MultiSig Timelock

First Flight #55
Beginner FriendlyWallet
100 EXP
Submission Details
Impact: high
Likelihood: high

Signer Revocation Does Not Invalidate Prior Confirmations, Allowing Execution with Fewer Valid Signers

Author Revealed upon completion

Root + Impact

The MultiSigTimelock contract tracks transaction approvals using a stored confirmation counter (Transaction.confirmations) that is incremented when a signer confirms a transaction. However, when a signer is later removed via revokeSigningRole, the contract does not invalidate that signer’s prior confirmation or revalidate confirmations against the current signer set.

As a result, a transaction may be executed even though fewer than the required number of currently valid signers have approved it. This violates core multisig security assumptions and allows execution under weakened authorization guarantees.Signer Revocation Does Not Invalidate Prior Confirmations, Allowing Execution with Fewer Valid Signers

Description

  • Confirmations are tracked using a monotonically increasing counter:

    s_transactions[txnId].confirmations++;

  • When a signer is revoked:

    • The signer is removed from s_isSigner and SIGNING_ROLE

    • No updates are made to:

      • Transaction.confirmations

      • s_signatures[txnId][revokedSigner]

  • Execution only checks:

    if (txn.confirmations < REQUIRED_CONFIRMATIONS) revert;

  • The contract does not verify that confirmations belong to currently authorized signers at execution time.

This allows a revoked signer’s approval to continue contributing toward the quorum requirement indefinitely.

Risk

Likelihood:

  • Signer revocation is a supported and expected administrative action. The vulnerability triggers naturally whenever a signer who has already confirmed a transaction is later removed.

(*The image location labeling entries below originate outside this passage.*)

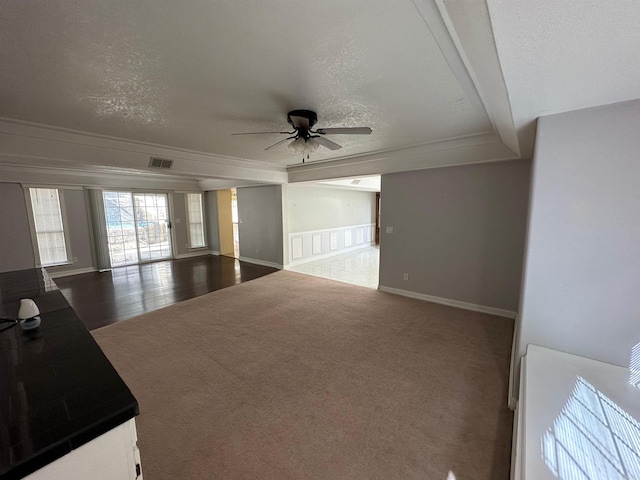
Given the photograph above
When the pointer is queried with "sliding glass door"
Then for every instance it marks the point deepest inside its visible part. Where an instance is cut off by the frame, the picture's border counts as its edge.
(138, 227)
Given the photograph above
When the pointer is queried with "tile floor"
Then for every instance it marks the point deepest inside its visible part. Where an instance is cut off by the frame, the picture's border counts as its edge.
(359, 267)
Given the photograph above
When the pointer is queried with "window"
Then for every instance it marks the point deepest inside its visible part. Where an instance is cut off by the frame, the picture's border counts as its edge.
(49, 226)
(195, 219)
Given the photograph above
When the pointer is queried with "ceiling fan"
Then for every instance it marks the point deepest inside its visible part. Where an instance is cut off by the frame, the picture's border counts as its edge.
(306, 140)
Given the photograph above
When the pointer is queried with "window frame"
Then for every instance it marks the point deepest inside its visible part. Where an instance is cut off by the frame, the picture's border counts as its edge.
(32, 225)
(203, 218)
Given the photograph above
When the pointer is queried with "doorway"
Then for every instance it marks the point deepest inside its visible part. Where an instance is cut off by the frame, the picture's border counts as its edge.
(138, 227)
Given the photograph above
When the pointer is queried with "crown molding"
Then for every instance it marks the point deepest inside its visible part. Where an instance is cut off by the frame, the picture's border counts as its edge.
(26, 143)
(471, 149)
(93, 178)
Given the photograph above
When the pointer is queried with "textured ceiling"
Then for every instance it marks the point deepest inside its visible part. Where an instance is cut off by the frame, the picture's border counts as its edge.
(440, 82)
(187, 74)
(562, 56)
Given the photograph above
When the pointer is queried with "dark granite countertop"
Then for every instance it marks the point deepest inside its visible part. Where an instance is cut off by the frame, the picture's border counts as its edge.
(58, 391)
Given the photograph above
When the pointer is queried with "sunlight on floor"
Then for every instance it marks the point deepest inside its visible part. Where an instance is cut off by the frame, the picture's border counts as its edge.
(592, 438)
(358, 267)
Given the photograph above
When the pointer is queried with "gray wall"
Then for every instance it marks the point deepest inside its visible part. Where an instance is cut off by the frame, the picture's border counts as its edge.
(582, 273)
(261, 227)
(458, 232)
(16, 252)
(79, 229)
(318, 208)
(211, 220)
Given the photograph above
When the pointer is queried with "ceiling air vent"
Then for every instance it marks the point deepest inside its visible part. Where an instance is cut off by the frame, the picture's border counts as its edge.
(160, 163)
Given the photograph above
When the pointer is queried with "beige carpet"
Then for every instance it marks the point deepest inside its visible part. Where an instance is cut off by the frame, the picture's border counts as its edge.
(293, 377)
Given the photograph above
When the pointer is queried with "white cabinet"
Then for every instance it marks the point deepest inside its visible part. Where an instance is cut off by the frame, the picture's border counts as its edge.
(576, 419)
(112, 456)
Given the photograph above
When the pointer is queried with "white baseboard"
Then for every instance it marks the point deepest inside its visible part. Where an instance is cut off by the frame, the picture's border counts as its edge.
(260, 262)
(451, 303)
(197, 253)
(295, 263)
(68, 273)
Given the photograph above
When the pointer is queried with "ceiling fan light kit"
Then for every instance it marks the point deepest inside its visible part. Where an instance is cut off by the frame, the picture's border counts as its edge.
(305, 140)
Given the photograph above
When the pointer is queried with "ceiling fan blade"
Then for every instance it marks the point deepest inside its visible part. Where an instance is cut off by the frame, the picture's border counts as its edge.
(345, 131)
(325, 142)
(278, 143)
(262, 133)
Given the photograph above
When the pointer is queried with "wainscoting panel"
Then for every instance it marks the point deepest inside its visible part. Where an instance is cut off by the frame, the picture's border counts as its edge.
(307, 246)
(296, 248)
(334, 240)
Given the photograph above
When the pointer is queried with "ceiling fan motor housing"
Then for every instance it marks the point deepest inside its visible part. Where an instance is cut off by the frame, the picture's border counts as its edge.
(302, 119)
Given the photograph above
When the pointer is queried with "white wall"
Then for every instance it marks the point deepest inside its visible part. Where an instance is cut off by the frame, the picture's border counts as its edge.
(458, 233)
(325, 221)
(581, 288)
(313, 207)
(15, 241)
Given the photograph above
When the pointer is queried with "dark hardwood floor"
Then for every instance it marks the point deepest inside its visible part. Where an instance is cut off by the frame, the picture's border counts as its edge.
(104, 298)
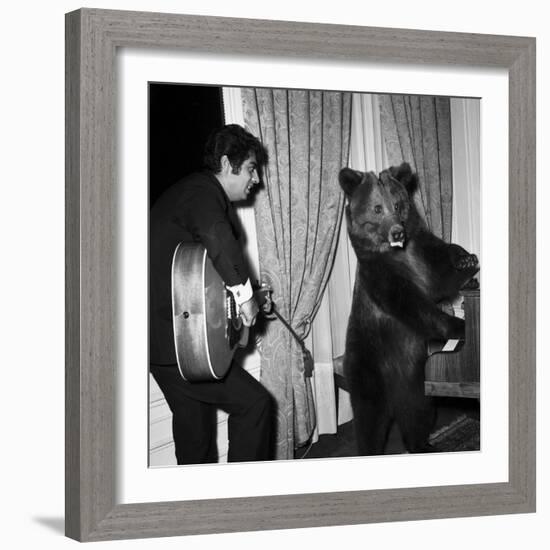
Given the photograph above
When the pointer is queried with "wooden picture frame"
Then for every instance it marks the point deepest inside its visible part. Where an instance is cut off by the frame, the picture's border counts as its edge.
(92, 39)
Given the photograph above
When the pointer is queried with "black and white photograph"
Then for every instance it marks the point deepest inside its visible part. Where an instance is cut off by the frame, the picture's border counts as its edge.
(314, 274)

No malicious behavior or complex setup is required.

  • This issue breaks a fundamental multisig invariant: execution should only be possible when the required number of current signers approve a transaction. It allows execution under weakened security assumptions, potentially leading to unauthorized fund transfers or governance actions.

Impact:

  • A transaction can be executed with fewer valid signer approvals than intended, undermining the multisig’s authorization model. This may enable fund transfers or contract calls that were not approved by the required number of current signers.

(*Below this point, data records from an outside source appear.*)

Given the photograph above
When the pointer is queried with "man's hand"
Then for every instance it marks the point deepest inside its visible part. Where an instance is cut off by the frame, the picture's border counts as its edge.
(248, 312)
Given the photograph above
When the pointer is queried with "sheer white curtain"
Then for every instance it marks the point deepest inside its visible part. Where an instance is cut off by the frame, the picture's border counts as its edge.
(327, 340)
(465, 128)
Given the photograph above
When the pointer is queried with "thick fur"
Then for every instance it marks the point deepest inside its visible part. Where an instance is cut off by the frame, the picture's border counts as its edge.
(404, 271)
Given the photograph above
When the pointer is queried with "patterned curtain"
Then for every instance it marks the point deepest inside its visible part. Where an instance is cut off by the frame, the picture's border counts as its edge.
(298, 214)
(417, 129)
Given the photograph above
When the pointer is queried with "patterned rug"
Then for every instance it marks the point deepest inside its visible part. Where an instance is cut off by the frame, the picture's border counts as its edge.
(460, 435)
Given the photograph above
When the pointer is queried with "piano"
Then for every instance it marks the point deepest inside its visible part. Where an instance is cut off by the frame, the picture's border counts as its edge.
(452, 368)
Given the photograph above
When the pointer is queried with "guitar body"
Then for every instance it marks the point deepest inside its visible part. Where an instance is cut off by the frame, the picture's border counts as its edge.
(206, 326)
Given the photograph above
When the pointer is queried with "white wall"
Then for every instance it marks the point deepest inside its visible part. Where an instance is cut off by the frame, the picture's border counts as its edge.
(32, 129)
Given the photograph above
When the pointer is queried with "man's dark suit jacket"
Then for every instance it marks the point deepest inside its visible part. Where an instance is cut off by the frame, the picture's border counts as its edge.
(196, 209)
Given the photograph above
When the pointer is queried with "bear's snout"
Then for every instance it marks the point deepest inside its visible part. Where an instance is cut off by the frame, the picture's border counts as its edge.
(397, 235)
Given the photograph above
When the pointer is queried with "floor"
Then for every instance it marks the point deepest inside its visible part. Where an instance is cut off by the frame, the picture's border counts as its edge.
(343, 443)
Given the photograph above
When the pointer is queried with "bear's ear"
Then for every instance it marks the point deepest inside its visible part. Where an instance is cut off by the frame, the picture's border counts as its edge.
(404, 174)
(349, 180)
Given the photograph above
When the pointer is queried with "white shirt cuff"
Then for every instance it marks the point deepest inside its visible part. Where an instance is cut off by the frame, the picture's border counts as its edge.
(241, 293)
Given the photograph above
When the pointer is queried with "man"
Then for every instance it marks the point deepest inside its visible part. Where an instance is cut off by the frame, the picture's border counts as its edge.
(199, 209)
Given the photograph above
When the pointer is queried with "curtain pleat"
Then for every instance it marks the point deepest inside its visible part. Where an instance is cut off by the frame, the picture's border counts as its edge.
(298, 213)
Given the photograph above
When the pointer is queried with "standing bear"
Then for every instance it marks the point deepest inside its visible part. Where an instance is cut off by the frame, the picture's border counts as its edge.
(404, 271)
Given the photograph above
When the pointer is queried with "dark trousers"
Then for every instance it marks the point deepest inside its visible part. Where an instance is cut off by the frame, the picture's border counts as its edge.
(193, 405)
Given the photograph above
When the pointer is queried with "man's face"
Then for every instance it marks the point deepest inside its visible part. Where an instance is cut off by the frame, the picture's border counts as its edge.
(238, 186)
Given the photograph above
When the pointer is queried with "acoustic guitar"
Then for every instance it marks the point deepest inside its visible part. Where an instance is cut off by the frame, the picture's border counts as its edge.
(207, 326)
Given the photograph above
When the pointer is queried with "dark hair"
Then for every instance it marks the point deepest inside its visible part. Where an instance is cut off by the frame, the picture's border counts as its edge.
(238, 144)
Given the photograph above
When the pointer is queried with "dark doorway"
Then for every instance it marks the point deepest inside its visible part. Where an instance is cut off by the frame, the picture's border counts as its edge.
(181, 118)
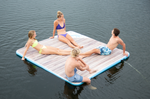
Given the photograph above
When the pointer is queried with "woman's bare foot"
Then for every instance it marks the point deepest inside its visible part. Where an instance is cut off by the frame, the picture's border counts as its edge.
(92, 71)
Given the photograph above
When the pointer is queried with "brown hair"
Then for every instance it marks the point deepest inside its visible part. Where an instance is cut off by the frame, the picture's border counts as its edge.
(75, 52)
(116, 31)
(31, 33)
(59, 13)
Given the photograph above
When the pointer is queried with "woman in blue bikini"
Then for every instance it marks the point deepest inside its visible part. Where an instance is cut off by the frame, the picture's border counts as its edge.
(59, 25)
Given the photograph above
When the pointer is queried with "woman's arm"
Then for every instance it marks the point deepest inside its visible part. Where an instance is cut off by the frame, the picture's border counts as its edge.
(65, 24)
(27, 47)
(54, 29)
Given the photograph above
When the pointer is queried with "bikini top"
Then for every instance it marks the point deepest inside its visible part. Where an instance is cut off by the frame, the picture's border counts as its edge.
(35, 43)
(59, 27)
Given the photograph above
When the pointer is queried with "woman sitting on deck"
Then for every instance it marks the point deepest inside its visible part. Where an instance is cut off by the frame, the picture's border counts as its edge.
(41, 48)
(59, 25)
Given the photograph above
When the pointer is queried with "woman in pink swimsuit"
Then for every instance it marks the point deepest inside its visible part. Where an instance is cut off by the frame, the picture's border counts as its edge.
(59, 25)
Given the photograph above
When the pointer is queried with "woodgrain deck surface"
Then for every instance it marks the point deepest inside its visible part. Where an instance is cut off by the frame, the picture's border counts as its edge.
(56, 64)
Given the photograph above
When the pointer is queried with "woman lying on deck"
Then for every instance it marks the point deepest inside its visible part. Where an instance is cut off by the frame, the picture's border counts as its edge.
(59, 25)
(41, 48)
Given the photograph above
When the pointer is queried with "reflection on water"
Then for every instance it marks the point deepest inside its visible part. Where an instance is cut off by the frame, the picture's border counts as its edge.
(112, 73)
(31, 68)
(72, 92)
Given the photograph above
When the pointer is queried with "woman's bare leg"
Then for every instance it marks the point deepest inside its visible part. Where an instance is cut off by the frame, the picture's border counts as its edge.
(88, 69)
(89, 53)
(72, 41)
(65, 40)
(53, 50)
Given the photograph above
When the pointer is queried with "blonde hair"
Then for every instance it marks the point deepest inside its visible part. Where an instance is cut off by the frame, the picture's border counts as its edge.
(75, 52)
(59, 13)
(31, 33)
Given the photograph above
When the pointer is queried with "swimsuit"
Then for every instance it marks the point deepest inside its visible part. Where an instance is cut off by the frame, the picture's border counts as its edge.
(75, 77)
(42, 48)
(104, 50)
(59, 27)
(63, 35)
(36, 43)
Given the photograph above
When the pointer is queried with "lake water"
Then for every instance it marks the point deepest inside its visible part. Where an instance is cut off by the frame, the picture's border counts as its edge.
(94, 18)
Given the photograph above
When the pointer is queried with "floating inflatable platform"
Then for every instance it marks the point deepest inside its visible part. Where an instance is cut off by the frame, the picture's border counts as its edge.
(55, 64)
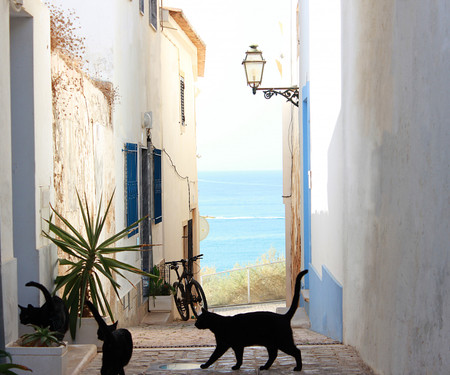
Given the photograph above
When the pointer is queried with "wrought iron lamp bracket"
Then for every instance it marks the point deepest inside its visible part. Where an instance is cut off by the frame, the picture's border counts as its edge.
(289, 93)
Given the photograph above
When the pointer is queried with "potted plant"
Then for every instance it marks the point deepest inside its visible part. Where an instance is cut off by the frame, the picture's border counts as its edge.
(41, 351)
(88, 258)
(160, 292)
(6, 368)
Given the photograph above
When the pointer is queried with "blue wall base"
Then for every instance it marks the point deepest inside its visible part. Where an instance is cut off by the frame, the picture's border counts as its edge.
(325, 303)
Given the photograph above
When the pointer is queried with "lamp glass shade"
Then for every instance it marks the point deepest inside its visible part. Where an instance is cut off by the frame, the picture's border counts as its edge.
(254, 66)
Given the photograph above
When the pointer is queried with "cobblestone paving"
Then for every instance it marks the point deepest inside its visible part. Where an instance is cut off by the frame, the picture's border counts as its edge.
(182, 348)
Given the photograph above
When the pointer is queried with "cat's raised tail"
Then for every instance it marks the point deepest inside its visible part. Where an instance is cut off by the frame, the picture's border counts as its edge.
(295, 300)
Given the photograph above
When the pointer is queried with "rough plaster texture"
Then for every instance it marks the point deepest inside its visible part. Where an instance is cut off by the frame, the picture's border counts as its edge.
(82, 145)
(396, 59)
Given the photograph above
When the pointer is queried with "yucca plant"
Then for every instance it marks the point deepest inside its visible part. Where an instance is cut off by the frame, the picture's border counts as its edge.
(6, 368)
(42, 336)
(89, 258)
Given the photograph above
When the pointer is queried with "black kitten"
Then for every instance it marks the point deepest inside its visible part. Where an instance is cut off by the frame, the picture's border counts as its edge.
(53, 313)
(256, 328)
(117, 345)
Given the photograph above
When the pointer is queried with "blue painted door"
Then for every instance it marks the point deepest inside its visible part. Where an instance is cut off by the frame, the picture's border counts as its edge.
(306, 179)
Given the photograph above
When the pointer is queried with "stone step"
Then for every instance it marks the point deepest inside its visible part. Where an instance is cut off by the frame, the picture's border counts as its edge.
(158, 317)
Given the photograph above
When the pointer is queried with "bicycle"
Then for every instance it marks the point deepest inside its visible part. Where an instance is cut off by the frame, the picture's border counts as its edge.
(187, 290)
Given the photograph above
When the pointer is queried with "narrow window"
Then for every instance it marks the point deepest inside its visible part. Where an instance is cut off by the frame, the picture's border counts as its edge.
(153, 13)
(183, 118)
(157, 186)
(131, 185)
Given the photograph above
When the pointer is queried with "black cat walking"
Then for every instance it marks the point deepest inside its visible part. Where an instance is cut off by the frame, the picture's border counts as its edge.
(267, 329)
(117, 345)
(53, 313)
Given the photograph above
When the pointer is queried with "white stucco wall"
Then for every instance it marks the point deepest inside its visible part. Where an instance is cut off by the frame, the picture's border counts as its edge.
(180, 202)
(26, 170)
(325, 106)
(395, 113)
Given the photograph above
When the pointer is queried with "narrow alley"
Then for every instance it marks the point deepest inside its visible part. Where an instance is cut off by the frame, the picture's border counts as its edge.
(179, 348)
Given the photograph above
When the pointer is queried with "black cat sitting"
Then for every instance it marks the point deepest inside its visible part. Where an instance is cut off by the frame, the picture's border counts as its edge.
(117, 345)
(256, 328)
(53, 313)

    In governance-critical or custody scenarios, this represents a serious security failure and can lead to unauthorized fund movement.

Proof of Concept

The following test demonstrates that a transaction can be executed even after one of the confirming signers is revoked:

function testExecutionWithRevokedSignerApproval() public grantSigningRoles {
vm.deal(address(multiSigTimelock), 10 ether);
uint256 txnId =
multiSigTimelock.proposeTransaction(SPENDER_ONE, 1 ether, "");
// Three signers confirm
multiSigTimelock.confirmTransaction(txnId);
vm.prank(SIGNER_TWO);
multiSigTimelock.confirmTransaction(txnId);
vm.prank(SIGNER_THREE);
multiSigTimelock.confirmTransaction(txnId);
// One confirming signer is revoked
multiSigTimelock.revokeSigningRole(SIGNER_TWO);
vm.warp(block.timestamp + 2 days);
// Execution succeeds despite only 2 valid signers remaining
multiSigTimelock.executeTransaction(txnId);
assertEq(SPENDER_ONE.balance, 1 ether);
}

Recommended Mitigation

Remove the stored confirmation counter and dynamically count confirmations from currently active signers at execution time.

+ function _getValidConfirmationCount(uint256 txnId)
+ internal
+ view
+ returns (uint256 count)
+ {
+ for (uint256 i = 0; i < s_signerCount; i++) {
+ address signer = s_signers[i];
+ if (s_signatures[txnId][signer]) {
+ count++;
+ }
+ }
+}

Use this value when validating execution.